I mean all those endless stump speeches Obama made for Mr. Conway certainly helped him defeat Matt Bevin, yes?
Matt McIrvin
@Xantar: There are seasonally adjusted and not-seasonally-adjusted numbers. I think the headline “this many jobs created” numbers you usually hear about are not seasonally adjusted.
Admiral_Komack
Hell, when are the DEMOCRATS going to tout the successes of a DEMOCRATIC President, considering all they ever do is run from him?

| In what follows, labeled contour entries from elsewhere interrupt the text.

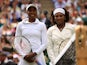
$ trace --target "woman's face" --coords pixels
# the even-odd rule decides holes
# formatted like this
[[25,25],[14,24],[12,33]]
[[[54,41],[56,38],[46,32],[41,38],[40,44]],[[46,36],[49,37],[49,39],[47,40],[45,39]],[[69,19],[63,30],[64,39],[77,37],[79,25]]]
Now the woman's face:
[[29,16],[29,18],[35,19],[37,17],[37,10],[36,10],[36,8],[30,7],[28,9],[28,16]]
[[65,23],[65,16],[64,16],[64,14],[62,14],[60,12],[56,13],[54,15],[54,18],[55,18],[55,22],[57,24],[63,24],[63,23]]

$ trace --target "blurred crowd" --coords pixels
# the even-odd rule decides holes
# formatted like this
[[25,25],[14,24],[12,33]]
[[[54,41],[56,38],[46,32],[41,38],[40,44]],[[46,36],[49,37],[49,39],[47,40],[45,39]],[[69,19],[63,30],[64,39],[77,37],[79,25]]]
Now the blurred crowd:
[[[41,0],[40,0],[41,1]],[[26,6],[33,3],[38,8],[38,18],[46,24],[47,29],[52,26],[52,19],[48,17],[48,11],[42,11],[39,0],[0,0],[0,57],[12,60],[17,64],[20,56],[15,51],[13,41],[17,23],[28,17]],[[44,0],[45,1],[45,0]],[[66,8],[70,13],[69,23],[75,25],[87,25],[87,1],[86,0],[51,0],[54,8]],[[2,63],[0,58],[0,65]]]

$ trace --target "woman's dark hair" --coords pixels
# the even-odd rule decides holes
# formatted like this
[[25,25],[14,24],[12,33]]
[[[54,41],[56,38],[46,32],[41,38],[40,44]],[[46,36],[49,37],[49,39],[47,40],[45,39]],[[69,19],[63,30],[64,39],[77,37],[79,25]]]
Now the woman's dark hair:
[[68,22],[69,21],[69,18],[70,18],[70,16],[69,16],[69,12],[65,9],[65,8],[63,8],[64,10],[65,10],[65,22]]
[[[65,8],[63,8],[63,9],[65,10],[65,22],[68,22],[68,21],[69,21],[69,18],[70,18],[69,12],[68,12]],[[53,11],[52,11],[52,13],[51,13],[51,17],[52,17],[52,22],[53,22],[53,24],[57,24],[57,23],[55,22],[55,18],[54,18],[54,15],[53,15]]]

Debbie Wasserman-Schultz is fucking incompetent.
Steeplejack
@The Other Chuck:
Thank you, thank you! I will definitely check this out. I have used the Better Balloon Juice stylesheet (with some tweaks of my own) for quite a while, and then a few weeks ago it got partially or mostly broken. The big thing I noticed was that the body text went from the “good” font I was using back to the dismal default sanserif font. It seemed to happen around the same time as I did my penultimate Firefox upgrade. (I just upgraded to 42.0; the previous version was 41.[something].) But I don’t think it was completely broken, because the comment time stamps were still up next to the nym, instead of just below. I tried uninstalling and reinstalling Stylish, making sure I had the latest version of BBJ, etc. Nothing worked.
Possibly related, Stylish no longer appears in the add-on bar. I usually don’t have that displayed, but when I was troubleshooting I noticed that Stylish didn’t show up on it.
Also possibly related, I upgraded to Windows 10 on this machine a month or so ago. Can’t see why that would have any effect, but who knows?
Anyway, just FYI, and I hope you see this. Your comments about the FYWP site upgrade have been useful.
WaterGirl
@benw: Thanks. Yeah, I tried the TAB key days ago, and sadly it doesn’t take me to my previous location.
I tried to figure out what typo you were referring to, and then I decided you must have thought “balloon man” was a typo where I meant to say “balloon juice”? That would be funny. But I was really talking about the old balloon man that was on a very early version of BJ. I loved him. (balloon man)
Jenny
@Brachiator:
The party holding the WH always lose significant seats during midterms. It happened to FDR, Truman, Ike, LBJ, Nixon, Carter, Reagan, Bush, Clinton, Dubya.
When Roosevelt entered office there were 322 Dems in congress, but by 1946 it had fallen to 184. Now was that a rejection of social security, minimum wage, the right to unionize, ending child labor, the gi bill, and defeating the nazis and the great depression. No, as none of that was repealed.
When Ike entered office there were 248 republicans in congress, but by 1958 it had fallen to 153. These losses occurred even though Ike was non-controversial. The WH losing midterms is the way of the world and the way of politics.
That said, you’re engaging one of Griftwald’s cult members. He’s been stalking Zandar for years because he has repeatedly debunked and exposed griftwald’s lunacy.
Trying to deprogram a member of the paranoid tinfoil hat brigade is as fruitful as deprogramming a moonie.
The Other Chuck
@Watchman:
A dozen states comprising more than half the population. That’s 2010 gerrymandering for you, combined with the emoprog insistence on only focusing on POTUS races, with a healthy assist from the gerrymandered nature of the way the states are created in the first place.
Shorter: California counts for about a dozen rectangle states alone. Or should, in an actual fucking democracy.
Oh, but now I remember who you are. Plonk.